BitMEX co-founder Arthur Hayes says the next major Bitcoin (CRYPTO: BTC) rally could come from an unlikely source, an eventual unwind of the artificial intelligence trade.

AI Absorbed Speculative Capital

In a Bankless interview on June 22, Hayes revealed he has reduced exposure to several high-performing tokens, including Hyperliquid, Near and Zcash (CRYPTO: ZEC), after reassessing risk-reward in the AI-led market environment.

Hayes stated he remains "very long Bitcoin as always," but has parked some capital in Treasury bills while waiting for more asymmetric opportunities.

He argued that AI has absorbed the marginal dollar of speculative capital this cycle, limiting upside for Bitcoin and Ethereum (CRYPTO: ETH).

"AI is the fastest horse and has proven itself to be the fastest horse," Hayes noted, adding that investors chasing debasement hedges have favored AI stocks over crypto.

Why It Matters

Hayes believes the AI buildout may eventually become a larger credit bubble than the subprime crisis, driven by aggressive data-center capex, circular revenue deals and debt backed by fast-depreciating chips.

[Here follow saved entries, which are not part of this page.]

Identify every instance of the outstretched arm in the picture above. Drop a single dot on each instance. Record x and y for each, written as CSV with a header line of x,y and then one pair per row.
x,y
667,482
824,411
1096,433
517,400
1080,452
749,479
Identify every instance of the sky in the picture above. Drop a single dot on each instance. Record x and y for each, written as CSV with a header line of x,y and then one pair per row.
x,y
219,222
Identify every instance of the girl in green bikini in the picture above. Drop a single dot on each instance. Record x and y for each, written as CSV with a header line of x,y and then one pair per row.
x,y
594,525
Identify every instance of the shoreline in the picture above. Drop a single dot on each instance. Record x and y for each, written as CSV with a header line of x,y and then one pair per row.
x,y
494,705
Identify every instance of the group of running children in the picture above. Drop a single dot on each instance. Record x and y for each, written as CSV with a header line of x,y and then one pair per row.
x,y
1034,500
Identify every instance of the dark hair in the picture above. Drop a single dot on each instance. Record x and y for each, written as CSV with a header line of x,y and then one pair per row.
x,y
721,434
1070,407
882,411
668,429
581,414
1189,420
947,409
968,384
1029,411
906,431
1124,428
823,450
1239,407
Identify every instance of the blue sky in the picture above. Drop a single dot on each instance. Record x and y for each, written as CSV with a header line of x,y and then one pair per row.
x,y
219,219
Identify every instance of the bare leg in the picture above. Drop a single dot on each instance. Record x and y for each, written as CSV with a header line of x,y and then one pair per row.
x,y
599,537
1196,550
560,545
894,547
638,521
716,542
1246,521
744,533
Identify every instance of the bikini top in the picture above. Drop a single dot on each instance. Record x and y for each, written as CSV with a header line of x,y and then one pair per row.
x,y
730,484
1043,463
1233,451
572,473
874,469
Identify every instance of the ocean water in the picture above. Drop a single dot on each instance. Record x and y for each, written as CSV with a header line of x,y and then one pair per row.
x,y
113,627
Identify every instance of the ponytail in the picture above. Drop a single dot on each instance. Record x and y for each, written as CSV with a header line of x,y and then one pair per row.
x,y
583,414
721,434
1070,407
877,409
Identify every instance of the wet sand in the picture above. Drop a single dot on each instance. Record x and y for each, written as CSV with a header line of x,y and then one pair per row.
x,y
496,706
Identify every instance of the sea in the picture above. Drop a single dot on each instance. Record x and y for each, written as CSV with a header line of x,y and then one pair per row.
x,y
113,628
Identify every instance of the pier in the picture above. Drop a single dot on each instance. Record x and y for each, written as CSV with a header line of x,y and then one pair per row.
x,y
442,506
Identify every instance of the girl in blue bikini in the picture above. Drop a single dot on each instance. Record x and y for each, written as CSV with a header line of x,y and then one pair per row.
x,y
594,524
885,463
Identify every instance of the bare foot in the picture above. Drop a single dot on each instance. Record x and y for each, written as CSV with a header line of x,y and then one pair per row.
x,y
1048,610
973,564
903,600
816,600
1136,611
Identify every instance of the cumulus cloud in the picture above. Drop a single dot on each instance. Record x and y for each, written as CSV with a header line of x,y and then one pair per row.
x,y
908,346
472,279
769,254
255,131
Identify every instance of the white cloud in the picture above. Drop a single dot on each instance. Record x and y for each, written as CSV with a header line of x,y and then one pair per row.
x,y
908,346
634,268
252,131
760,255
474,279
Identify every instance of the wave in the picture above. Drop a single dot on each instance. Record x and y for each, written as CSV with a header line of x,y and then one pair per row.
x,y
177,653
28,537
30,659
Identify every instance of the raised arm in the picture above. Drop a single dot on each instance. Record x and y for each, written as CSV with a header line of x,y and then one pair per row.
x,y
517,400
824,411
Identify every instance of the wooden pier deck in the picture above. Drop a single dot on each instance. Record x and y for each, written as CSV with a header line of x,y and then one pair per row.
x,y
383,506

He added GPUs are being financed on multi-year schedules even though chips improve rapidly, creating a mismatch between asset life and debt assumptions.

If that breaks, Hayes expects authorities to respond with massive money printing.

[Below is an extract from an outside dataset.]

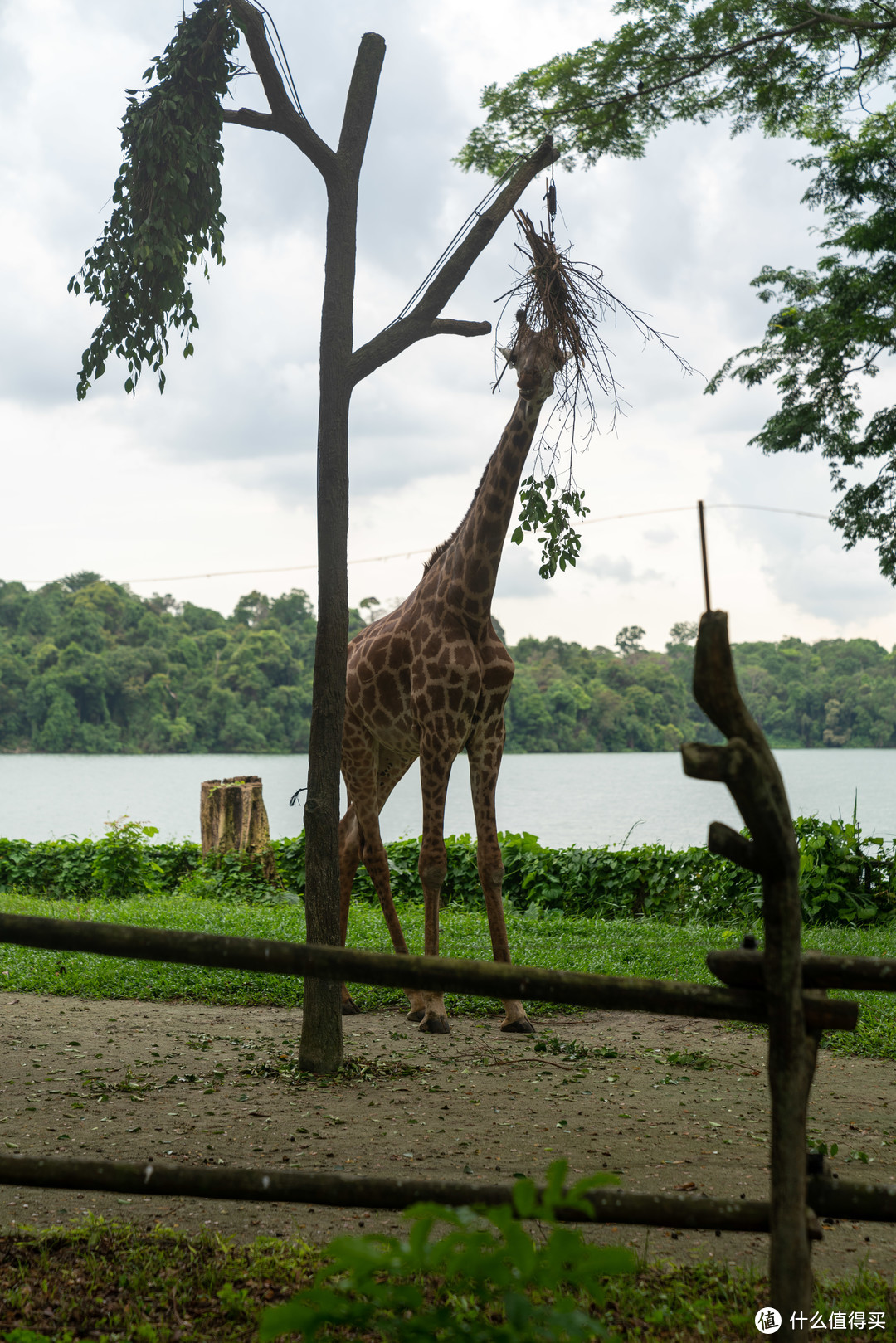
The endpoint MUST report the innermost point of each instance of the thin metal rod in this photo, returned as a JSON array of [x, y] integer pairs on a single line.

“The Fed can’t print Moore’s law,” Hayes said. “The implosion of the AI bubble and the follow-on money printing… is going to dwarf subprime and is going to take us to Bitcoin a million or whatever.”

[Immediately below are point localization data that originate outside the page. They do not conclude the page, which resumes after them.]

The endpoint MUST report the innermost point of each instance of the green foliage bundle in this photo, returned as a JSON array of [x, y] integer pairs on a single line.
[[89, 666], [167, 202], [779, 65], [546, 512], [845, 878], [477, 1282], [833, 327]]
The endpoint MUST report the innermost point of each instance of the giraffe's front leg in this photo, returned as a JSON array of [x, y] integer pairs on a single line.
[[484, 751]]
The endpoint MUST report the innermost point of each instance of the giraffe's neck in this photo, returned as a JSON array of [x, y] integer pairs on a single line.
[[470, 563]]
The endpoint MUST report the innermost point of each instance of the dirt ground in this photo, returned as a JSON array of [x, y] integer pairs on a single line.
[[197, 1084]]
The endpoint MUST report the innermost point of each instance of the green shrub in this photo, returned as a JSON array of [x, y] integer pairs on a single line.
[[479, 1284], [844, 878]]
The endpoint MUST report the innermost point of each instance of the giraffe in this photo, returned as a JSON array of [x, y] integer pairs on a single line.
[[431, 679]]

Ethereum, Hyperliquid And Perps

Despite his caution, Hayes called Ethereum one of the cleanest large-cap crypto setups, noting that it remains well below its prior all-time high while Bitcoin and Solana (CRYPTO: SOL) have already reclaimed theirs in earlier rallies.

“If you gave me a dollar fiat capital and said choose one, I’d choose Ether over Bitcoin purely just on a chart perspective,” he said.

Hayes also praised Hyperliquid, calling it a stronger product than many traditional exchange offerings and arguing that perpetual futures are structurally built for retail traders because they offer 24/7 markets and leverage.

However, Hayes mentioned that he personally does not trade with leverage. “The thing is already so volatile.”